Skipping over a lot of details related to the HOW, the What ended up requiring *massive* changes to the library, and the code that uses the library. First, I had to redesign the struct containing the information on this communication path to only include information on one path at a time, instead of four at a time. Then redesign the communication flow between the client code and the ICE library, such as requiring the client to generate authentication information and pass that in at constructor time instead of having the ICE library generate that information and send it to the client, and various other changes. Then, had to create some new datastructures to play nicely with the code that uses this library, and rewrite the code that generates and/or uses these information structures on both sides of the API.

At each step of the way, not only did the change have to be made to the library itself, but the unit testing framework needed to be adjusted, the code that uses the library needed to be adjusted, and hundreds of lines of documentation needed adjustment for each item.

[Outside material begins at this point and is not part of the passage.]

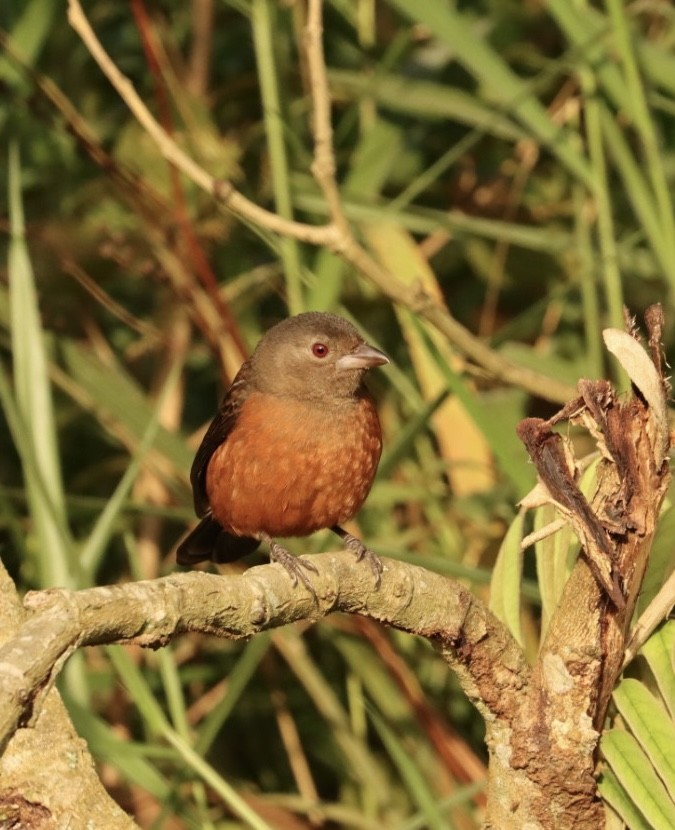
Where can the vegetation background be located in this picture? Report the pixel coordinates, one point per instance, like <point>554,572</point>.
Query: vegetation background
<point>517,160</point>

To sum up, since each change required 4 different chunks of code/docs be updated, at a minimum (and, like I said, a few times required changes to client code framework datastructures !), this particular Yak of making my library not allocate memory dynamically turned into a HUGE undertaking. Just adding up the very broad steps undertaken above, there were, at least, 4*4 = 16 individual large refactorings that had to happen to do what, conceptually, could have been a very simple undertaking. A few of them were difficult enough to work on that I got stuck on them for a week or more at a time. Nothing can demoralize a software engineer than a Yak that refuses to be shaved!

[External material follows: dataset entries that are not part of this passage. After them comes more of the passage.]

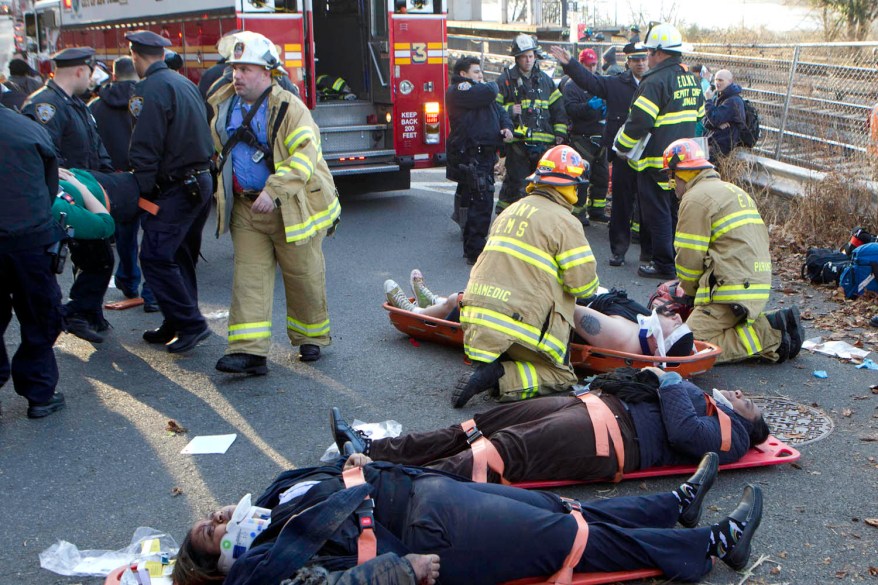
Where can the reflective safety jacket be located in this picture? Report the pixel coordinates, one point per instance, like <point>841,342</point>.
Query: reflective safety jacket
<point>524,285</point>
<point>667,104</point>
<point>722,246</point>
<point>301,184</point>
<point>542,105</point>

Consider also that, in general, each of these changes took well over a day of work, and very quickly, a simple task of "Go do this change" can explode into a month or more of engineering time.

This isn't a cautionary tale of not telling your engineers to refactor their code. Our performance requirements are VERY strict, and there's no way that we could use this code without having made these changes. This is more an illustration of how quickly the list of "high level" or "manager view" items that need to be addressed for business and technical reasons can magnify into dozens or hundreds of individual items that an engineer needs to address.

I shaved that yak, but I didn't like it!